Most interestingly, nearly four-in-ten LGBT Americans think the gay marriage issue has sidelined other matters that are of more importance to the gay and lesbian community. Pew noted, however, that there is a significant partisan gap here. “Again, there is a partisan split among LGBT adults: A smaller share of Republicans (38%) said same-sex marriage should be a top priority compared with 64% of Democrats,” Pew’s write-up read.

Pew also observed that LGBT Americans’ opinions on the issue of same-sex marriage vary greatly across the generations and among those with religious affiliations.

Although a large majority of religious LGBT Americans said they strongly favor same-sex marriage, the share who said so is lower than among those without a religious affiliation. Among the religiously affiliated, 67% strongly favor same-sex marriage, compared with 82% of the religiously unaffiliated.

Young LGBT adults are more likely to “strongly favor” same-sex marriage than their older counterparts: 82% of those ages 18 to 29 said so, compared with 71% of those 30 or older. Despite these differences, overall support for same-sex marriage remains strong: Across all age groups and regardless of religious affiliation, at least nine-in-ten LGBT adults strongly favor or favor same-sex marriage.

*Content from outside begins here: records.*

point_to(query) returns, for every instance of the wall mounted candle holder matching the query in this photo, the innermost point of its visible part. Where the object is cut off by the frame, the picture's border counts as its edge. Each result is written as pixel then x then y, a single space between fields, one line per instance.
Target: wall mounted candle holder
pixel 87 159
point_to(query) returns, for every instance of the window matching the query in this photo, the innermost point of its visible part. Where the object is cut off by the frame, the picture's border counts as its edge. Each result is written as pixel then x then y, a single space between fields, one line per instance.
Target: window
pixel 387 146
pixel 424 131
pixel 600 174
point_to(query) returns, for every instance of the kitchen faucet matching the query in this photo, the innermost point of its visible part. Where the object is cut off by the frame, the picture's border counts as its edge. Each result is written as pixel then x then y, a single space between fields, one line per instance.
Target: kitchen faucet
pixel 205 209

Finally, there is a fascinating dispute within the gay community about the best course of action to “achieve equality.” 49 percent of LGBT community members believe that maintaining a distinct gay and lesbian culture is the most effective course of action while another 49 percent say integrating into mainstream American culture would be the most efficient approach.

It should also be noted that these responses may already be dated. The speed with which the American public has evolved from generally leery of gay marriage to largely supportive of it has been stunning. It is likely that opinions on the matter within the LGBT community have also evolved with similar alacrity. And, if opinions have changed in the intervening months since this data was collected, all that evolution would likely be in one direction.

That caveat aside, this is an interesting window into how average LGBT Americans actually think.